I stand at this very moment unable to fully participate in confession - both the giving and receiving end, with fellow human beings outside my marriage. I have tended to be the “sounding board” and confessional for many, many, many. And though I love that God continues to use me in this way, I often wonder - to what end? I feel so deeply the burdens of others and lift so many in prayer each day. And in that, I am 100% ocnvinced God is working. But as to my own sins, faults, and footholds of Satan in my own life, there is little audience I have somehow deemed “able” to share this with. It is not fear on my part, it is largely an earned sense of hopelessness, which is palpably sad to admit. I dearly desire and seek to be able to fulfill the mutual confessional commandment of my Lord with the kind of healing and peace He describes. But those powerful and necessary dynamics of confession, even for this lifelong Christian who deeply believes in the power of prayer, accountability, and God above all else, have never manifested themselves in my life.
Thus, I hear your cry as it echoes my own.
If we are willing to confess with bare-skinnned honesty, we must also be willing and equipped to bear one another’s burdens and to direct all sin to God in prayer and be HEALED from the choices and situations which mar our lives and prevent us from standing unblemished before Him, in the shadow of the Cross.
I hope that makes sense. Ironically, it is my own confession.
Pressing on toward the goal and thrilled to be talking about this with you…
By scott on Jun 29, 2005 | Reply
Tremendous thoughts. My plea for confession, I admit, is fairly utopian.
Actually that may be too cynical on my part. Chalk it up to seeing the need for the church to be so much more than it is.
I agree that the church is not a dumping ground. The problem is, however, that too many of our churches have become a place to ignore sin altogether. It’s not fashionable to preach the dangers of sinful behavior.
In this relativistic wake we are hampered by the reluctance to confess much of anything.
Unfortunately, I understand all too well your reticence to take part in confession. As a “paid” guy I find it all too often impossible to share the burdens of my heart. Preachers should never struggle with sinful behavior, right?

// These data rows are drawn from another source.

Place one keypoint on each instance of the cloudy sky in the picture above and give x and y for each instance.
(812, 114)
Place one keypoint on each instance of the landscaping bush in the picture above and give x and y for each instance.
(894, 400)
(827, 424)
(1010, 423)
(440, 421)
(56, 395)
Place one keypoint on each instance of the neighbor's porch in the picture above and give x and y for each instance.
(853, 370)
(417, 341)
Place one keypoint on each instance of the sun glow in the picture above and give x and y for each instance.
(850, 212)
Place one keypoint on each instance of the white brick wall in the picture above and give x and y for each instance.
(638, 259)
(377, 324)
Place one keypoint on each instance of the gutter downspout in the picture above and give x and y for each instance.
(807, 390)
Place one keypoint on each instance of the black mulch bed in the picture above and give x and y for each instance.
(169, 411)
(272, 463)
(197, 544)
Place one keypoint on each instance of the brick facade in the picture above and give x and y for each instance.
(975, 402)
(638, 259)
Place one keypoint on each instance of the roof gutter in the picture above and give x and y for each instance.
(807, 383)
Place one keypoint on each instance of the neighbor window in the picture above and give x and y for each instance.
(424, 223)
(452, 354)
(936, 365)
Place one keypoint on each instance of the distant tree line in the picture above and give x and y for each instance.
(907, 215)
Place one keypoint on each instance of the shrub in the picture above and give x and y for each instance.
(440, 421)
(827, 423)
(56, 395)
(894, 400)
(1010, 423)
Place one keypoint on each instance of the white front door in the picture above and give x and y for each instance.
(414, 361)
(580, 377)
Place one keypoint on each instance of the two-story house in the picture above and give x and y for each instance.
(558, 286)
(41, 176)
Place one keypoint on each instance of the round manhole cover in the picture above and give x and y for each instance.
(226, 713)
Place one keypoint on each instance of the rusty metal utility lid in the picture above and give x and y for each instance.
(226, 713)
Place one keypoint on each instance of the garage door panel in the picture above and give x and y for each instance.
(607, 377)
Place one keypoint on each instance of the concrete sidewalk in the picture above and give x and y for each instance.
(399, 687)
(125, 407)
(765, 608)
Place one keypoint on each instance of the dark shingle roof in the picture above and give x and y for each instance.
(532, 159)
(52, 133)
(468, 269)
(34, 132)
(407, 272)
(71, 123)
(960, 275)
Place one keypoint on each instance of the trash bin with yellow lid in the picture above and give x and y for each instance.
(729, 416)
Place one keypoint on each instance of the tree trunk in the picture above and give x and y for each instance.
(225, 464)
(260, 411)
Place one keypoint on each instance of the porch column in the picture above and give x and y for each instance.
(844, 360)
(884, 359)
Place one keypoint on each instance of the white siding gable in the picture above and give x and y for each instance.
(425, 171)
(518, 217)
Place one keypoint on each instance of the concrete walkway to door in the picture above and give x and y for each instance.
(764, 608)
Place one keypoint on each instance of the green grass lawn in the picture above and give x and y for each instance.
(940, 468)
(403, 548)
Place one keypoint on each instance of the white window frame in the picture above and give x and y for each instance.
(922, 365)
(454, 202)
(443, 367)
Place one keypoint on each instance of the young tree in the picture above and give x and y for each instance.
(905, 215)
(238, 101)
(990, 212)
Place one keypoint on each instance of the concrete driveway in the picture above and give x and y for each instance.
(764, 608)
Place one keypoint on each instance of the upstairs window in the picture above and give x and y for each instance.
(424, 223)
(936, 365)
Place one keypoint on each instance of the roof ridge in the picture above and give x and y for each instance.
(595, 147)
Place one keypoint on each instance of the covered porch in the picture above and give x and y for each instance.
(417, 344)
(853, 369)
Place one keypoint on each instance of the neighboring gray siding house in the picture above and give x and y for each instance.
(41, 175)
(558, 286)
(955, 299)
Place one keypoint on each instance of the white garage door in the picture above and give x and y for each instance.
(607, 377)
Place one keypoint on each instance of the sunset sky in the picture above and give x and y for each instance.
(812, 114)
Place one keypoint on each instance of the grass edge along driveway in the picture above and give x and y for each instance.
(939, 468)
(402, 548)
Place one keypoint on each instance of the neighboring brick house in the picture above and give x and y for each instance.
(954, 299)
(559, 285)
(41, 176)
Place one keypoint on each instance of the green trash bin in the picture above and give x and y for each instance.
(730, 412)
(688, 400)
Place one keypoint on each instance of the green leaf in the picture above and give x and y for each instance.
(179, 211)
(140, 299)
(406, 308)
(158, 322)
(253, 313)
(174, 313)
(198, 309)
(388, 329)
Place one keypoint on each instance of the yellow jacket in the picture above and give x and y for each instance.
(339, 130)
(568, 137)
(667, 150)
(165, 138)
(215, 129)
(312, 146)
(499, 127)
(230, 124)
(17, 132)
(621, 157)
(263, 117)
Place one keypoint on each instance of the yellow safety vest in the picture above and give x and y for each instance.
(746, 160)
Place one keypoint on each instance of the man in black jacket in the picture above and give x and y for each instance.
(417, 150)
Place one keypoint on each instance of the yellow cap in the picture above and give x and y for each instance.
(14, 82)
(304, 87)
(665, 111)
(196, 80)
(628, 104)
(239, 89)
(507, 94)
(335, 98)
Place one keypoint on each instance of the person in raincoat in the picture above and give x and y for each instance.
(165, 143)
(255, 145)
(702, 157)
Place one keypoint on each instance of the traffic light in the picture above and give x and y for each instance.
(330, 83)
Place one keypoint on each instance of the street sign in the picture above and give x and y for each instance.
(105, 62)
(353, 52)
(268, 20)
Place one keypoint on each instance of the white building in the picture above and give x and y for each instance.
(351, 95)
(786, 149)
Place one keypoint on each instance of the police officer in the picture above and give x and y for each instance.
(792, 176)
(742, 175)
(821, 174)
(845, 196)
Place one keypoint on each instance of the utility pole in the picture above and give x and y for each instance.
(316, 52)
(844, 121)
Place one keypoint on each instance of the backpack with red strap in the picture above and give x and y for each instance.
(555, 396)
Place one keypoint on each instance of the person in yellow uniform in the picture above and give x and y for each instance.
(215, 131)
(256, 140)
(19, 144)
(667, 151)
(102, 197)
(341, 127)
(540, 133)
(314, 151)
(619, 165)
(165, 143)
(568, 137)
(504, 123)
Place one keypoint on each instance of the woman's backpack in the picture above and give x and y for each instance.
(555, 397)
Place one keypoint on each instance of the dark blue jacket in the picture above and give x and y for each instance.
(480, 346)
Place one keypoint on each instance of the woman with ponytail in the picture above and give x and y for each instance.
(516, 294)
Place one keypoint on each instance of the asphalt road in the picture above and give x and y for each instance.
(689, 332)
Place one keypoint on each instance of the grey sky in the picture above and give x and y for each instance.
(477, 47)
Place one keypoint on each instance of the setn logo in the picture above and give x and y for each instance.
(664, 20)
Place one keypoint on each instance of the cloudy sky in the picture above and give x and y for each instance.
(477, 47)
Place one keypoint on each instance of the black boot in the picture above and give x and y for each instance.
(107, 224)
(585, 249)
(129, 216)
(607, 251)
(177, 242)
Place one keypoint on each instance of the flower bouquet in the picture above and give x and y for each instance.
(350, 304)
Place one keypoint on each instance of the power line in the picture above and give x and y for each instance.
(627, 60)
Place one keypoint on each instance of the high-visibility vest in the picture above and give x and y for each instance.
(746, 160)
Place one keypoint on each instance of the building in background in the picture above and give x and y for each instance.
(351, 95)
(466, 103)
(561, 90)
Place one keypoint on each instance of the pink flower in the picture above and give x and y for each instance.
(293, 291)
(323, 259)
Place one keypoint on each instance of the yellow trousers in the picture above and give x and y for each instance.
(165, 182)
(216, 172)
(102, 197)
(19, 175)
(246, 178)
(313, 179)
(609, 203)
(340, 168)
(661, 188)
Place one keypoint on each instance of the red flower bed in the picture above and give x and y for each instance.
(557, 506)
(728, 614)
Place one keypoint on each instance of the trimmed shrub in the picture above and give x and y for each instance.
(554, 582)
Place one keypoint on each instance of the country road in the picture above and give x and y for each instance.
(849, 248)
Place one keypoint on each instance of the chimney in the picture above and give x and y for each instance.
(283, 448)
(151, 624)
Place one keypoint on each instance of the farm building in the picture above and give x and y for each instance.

Yet I do. And I live in a culture that objectifies clergy, holding them to an ideal that is seldom attainable and then shakes their head when they fall unbelieving that another minister has fallen.
We have lost the reciprocal nature of confession. We have lost the tender embrace of knowing community. We have lost the boldness and sincerity to “own up” to our imperfections.
Yet what is the end of confession? Why are we commanded to do so? I believe Bono has once again hit on something: “Sometimes You Can’t Make It Own Your Own”
Man, that is much more sporadic than I like to be.